Old thread I know, but figured I'd add:
"Balanced headphones" is a bit of a misnomer - it has nothing (whatsoever) to do with common-mode noise rejection as you'd see with "balanced cabling." Instead, it simply has to do with differential amplification - you have a + and a - leg from the amplifier, and the - leg is inverting, so you see greater voltage potential across the two points. It makes little to no sense with low impedance headphones (but that doesn't stop cable makers and tweaks companies from selling it to you), as they don't need that kind of voltage swing, but was mildly popular back when higher impedance headphones were more consistently associated with high end (e.g. the Sennheiser HD 650) where the extra voltage can have a more appreciable impact on their performance (it's made somewhat of a comeback with more power hungry cans of today, like the HE-6, as well). "Back in the day" amplifiers that provided this feature were usually two amplifiers hooked together, and ran two of their four output "sides" inverted (so you have Amplifier #1 Left/Right and Amplifier #2 Left/Right, and either Amplifier #2 is all inverted, or both "Right" (or "Left") sides are inverted and fed the same signal, so you'd get 1Left/1Right as Channel Left +/-, and so on). The NuForce HA200 is a modern example of this kind of design, where it can run as a stereo amplifier by itself, or take a balanced (as in "balanced cabling") input and use one of its output sides as the inverted leg, and provide mono balanced drive (so you buy a second one to get stereo).

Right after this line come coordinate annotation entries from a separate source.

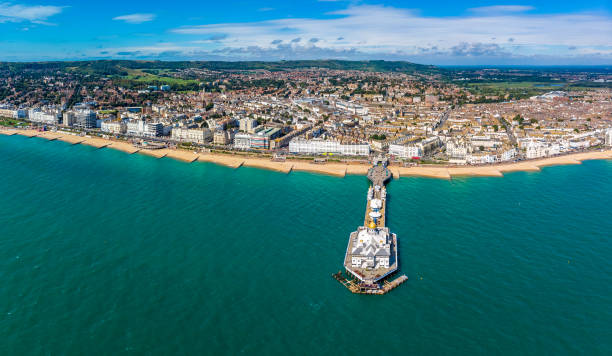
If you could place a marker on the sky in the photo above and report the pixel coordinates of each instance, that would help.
(429, 32)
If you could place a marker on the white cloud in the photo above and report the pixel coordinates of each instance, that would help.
(501, 9)
(135, 18)
(18, 13)
(381, 29)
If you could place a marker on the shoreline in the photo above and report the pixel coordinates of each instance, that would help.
(333, 169)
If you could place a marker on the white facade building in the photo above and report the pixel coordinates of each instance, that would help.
(192, 135)
(314, 147)
(135, 127)
(44, 117)
(13, 113)
(406, 151)
(113, 127)
(248, 125)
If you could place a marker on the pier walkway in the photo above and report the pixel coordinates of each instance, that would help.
(371, 254)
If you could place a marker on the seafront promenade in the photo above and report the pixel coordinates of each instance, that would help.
(330, 168)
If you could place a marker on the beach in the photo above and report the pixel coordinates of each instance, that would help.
(331, 168)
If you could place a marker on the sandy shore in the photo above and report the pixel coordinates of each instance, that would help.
(334, 169)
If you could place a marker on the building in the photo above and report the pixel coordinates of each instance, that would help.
(84, 119)
(153, 129)
(259, 140)
(48, 117)
(135, 127)
(315, 147)
(13, 113)
(222, 137)
(457, 152)
(537, 149)
(406, 151)
(113, 127)
(200, 136)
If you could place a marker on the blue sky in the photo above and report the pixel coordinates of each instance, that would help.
(431, 32)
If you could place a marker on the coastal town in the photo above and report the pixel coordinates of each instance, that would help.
(326, 115)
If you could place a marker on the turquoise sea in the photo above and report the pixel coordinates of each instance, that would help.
(107, 253)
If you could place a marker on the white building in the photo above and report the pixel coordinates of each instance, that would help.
(457, 152)
(84, 119)
(242, 141)
(135, 127)
(200, 136)
(537, 149)
(508, 154)
(13, 113)
(371, 248)
(50, 117)
(153, 129)
(315, 147)
(248, 125)
(113, 127)
(406, 151)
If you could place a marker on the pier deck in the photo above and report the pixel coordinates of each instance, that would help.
(368, 270)
(363, 288)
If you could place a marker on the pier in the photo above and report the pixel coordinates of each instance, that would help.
(371, 255)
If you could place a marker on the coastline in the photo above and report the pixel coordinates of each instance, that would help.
(334, 169)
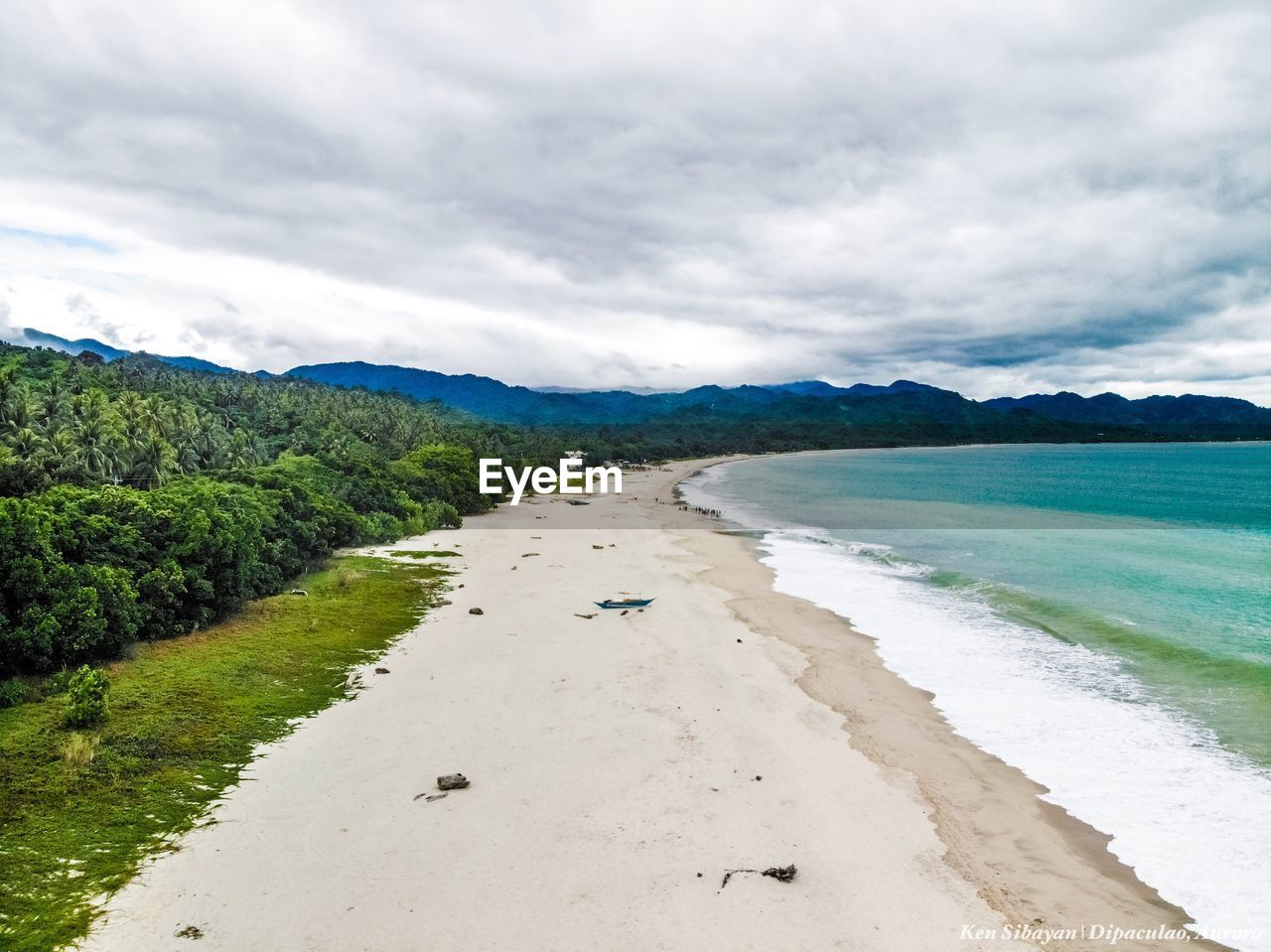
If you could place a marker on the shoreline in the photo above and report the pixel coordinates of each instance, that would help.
(620, 765)
(952, 773)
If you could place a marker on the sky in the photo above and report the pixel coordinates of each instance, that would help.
(995, 198)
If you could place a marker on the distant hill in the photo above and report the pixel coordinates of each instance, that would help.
(1167, 415)
(799, 413)
(31, 337)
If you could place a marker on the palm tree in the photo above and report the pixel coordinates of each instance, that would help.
(98, 447)
(153, 462)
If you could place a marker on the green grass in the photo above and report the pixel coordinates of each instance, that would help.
(79, 810)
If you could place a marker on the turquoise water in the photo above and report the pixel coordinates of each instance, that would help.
(1098, 616)
(1158, 553)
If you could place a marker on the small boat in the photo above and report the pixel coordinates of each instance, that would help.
(623, 603)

I have no idea why the original creators (HeadRoom) decided to call it "balanced" instead of "differential" but they did, and it stuck. It's also inspired many more recent headphone designers to go with 4 (or some multiple thereof (e.g. 8)) conductor cables, for "internally balanced wiring." So you'll have two + and two - (which are then joined together as common at the jack) going up to the earcups. Probably from the same marketing world as putting "name brand" cable inside of speaker cabinets - it doesn't do anything, but it may help sales, and the cost difference is minor, so why fight the prevailing winds?